Making extreme computations possible with virtual machines
J. Reuter, B. Chokoufe, T. Ohl

TL;DR
This paper introduces a method to translate high-energy physics scattering amplitudes into byte-code for virtual machines, significantly reducing library size and improving scalability, with potential for efficient GPU implementation.
Contribution
It presents a novel approach to encode scattering amplitudes as byte-code, enabling more compact storage and scalable interpretation compared to traditional compiled code.
Findings
Byte-code reduces amplitude library size by an order of magnitude.
The virtual machine achieves runtimes comparable to compiled code.
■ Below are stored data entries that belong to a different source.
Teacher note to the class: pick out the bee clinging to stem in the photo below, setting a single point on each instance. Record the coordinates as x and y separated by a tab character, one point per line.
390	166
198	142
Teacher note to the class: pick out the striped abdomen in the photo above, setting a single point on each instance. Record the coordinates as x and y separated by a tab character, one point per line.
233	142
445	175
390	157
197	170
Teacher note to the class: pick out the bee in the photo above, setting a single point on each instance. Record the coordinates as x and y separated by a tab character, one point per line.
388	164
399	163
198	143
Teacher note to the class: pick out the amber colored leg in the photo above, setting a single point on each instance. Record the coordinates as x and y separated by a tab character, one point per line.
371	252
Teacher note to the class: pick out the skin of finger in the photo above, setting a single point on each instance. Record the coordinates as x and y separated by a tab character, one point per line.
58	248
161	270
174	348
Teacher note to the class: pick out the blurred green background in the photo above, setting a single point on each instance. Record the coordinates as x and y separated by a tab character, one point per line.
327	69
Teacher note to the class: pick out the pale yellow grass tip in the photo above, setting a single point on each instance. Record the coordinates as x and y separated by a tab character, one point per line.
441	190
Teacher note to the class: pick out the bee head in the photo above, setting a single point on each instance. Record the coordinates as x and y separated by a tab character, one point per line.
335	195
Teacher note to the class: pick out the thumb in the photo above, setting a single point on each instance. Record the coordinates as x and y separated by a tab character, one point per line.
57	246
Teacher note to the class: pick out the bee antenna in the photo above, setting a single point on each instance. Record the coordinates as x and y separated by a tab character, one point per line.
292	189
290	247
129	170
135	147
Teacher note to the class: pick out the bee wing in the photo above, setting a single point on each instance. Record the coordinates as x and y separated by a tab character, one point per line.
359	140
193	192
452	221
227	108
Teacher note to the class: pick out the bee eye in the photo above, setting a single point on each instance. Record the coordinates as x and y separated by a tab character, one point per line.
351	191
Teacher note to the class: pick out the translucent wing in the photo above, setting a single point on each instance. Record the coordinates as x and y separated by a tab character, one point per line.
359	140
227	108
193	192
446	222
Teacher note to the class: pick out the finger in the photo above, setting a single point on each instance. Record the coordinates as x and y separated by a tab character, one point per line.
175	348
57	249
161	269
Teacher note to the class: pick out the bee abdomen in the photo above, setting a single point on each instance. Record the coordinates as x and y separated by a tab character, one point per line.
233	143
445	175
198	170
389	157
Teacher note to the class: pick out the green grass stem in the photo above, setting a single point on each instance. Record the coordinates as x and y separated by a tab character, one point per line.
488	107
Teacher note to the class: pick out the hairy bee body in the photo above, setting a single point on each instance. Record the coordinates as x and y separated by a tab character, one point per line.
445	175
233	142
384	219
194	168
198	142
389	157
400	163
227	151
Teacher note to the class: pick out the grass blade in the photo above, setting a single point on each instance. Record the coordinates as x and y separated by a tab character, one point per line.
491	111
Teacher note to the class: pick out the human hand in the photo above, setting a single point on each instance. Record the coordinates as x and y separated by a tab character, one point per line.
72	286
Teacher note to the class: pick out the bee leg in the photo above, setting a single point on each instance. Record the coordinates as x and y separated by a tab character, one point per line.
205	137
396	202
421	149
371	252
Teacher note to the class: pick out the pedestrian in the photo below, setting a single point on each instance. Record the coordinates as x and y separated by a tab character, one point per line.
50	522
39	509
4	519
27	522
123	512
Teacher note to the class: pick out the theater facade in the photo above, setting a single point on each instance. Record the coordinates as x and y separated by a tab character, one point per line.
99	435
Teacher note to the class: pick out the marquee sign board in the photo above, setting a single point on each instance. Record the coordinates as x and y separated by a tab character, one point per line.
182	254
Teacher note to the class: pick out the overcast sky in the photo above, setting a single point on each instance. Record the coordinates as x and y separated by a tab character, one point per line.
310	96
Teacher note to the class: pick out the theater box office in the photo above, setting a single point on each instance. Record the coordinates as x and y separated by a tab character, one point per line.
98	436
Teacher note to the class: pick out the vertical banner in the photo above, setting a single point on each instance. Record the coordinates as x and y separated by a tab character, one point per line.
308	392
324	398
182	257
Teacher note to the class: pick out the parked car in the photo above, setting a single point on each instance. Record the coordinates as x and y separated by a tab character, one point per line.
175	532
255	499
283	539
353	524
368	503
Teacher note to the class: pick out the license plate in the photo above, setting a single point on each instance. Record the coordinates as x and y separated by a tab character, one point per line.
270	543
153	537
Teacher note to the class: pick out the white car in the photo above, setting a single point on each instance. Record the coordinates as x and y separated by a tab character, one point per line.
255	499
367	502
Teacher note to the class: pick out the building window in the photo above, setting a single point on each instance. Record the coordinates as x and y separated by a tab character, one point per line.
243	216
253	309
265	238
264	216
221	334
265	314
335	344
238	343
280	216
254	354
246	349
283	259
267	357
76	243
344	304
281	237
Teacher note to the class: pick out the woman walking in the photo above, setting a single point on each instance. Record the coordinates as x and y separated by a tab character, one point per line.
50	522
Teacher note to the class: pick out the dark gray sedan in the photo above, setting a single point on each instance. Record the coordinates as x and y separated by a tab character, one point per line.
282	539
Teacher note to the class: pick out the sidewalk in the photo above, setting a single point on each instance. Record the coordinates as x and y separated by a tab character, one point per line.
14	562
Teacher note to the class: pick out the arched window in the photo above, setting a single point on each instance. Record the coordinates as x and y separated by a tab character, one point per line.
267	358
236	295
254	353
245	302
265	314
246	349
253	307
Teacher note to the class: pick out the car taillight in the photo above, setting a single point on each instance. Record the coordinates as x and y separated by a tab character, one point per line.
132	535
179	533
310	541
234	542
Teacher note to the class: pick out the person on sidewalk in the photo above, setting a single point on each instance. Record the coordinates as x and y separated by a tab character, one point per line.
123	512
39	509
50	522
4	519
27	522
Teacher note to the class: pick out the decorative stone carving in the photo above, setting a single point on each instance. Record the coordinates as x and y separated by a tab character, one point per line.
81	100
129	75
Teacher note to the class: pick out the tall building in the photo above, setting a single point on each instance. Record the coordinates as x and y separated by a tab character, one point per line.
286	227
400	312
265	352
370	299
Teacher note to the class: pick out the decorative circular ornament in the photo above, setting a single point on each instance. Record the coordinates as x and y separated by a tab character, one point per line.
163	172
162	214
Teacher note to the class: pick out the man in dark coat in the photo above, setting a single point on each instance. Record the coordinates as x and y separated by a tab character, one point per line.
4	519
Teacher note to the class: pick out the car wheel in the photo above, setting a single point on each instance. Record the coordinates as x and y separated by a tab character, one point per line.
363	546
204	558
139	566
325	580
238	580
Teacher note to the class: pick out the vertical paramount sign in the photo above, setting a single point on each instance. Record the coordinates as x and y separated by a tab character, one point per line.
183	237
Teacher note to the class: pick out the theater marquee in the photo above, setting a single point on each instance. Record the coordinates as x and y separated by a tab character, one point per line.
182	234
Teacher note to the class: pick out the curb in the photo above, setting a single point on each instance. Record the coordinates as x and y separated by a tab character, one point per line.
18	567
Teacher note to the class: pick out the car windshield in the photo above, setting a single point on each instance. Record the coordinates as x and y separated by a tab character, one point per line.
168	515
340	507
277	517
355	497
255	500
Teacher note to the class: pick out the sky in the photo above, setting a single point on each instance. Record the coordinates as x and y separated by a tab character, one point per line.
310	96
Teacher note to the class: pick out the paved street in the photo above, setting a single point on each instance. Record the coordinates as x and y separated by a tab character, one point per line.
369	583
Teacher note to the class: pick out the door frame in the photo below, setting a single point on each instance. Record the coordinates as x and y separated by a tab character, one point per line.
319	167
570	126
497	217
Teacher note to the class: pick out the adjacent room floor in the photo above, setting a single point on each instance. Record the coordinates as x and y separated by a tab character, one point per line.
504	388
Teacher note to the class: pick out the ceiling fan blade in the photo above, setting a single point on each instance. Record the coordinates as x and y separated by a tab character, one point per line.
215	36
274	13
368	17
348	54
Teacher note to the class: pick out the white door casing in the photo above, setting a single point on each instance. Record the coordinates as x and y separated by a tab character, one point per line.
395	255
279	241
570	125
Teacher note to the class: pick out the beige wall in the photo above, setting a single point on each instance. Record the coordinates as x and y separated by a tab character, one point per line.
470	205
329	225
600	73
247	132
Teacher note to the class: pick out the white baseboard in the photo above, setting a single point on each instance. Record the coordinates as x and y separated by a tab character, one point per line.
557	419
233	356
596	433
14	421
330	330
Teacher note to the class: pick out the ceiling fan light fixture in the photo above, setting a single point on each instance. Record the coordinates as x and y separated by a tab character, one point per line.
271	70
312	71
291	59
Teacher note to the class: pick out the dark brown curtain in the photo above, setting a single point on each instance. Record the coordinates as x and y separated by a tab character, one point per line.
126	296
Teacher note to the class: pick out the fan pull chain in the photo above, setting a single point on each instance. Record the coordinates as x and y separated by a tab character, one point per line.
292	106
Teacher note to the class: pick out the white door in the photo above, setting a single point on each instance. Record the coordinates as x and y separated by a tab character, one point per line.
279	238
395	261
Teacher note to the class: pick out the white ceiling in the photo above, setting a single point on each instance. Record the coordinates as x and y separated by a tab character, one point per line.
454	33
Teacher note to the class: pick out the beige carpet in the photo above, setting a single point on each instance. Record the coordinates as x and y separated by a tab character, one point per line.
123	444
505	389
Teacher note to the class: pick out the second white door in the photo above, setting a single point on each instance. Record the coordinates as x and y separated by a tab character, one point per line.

The approach scales better with additional process legs.
Abstract
State-of-the-art algorithms generate scattering amplitudes for high-energy physics at leading order for high-multiplicity processes as compiled code (in Fortran, C or C++). For complicated processes the size of these libraries can become tremendous (many GiB). We show that amplitudes can be translated to byte-code instructions, which even reduce the size by one order of magnitude. The byte-code is interpreted by a Virtual Machine with runtimes comparable to compiled code and a better scaling with additional legs. We study the properties of this algorithm, as an extension of the Optimizing Matrix Element Generator (O'Mega). The bytecode matrix elements are available as alternative input for the event generator WHIZARD. The bytecode interpreter can be implemented very compactly, which will help with a future implementation on massively parallel GPUs.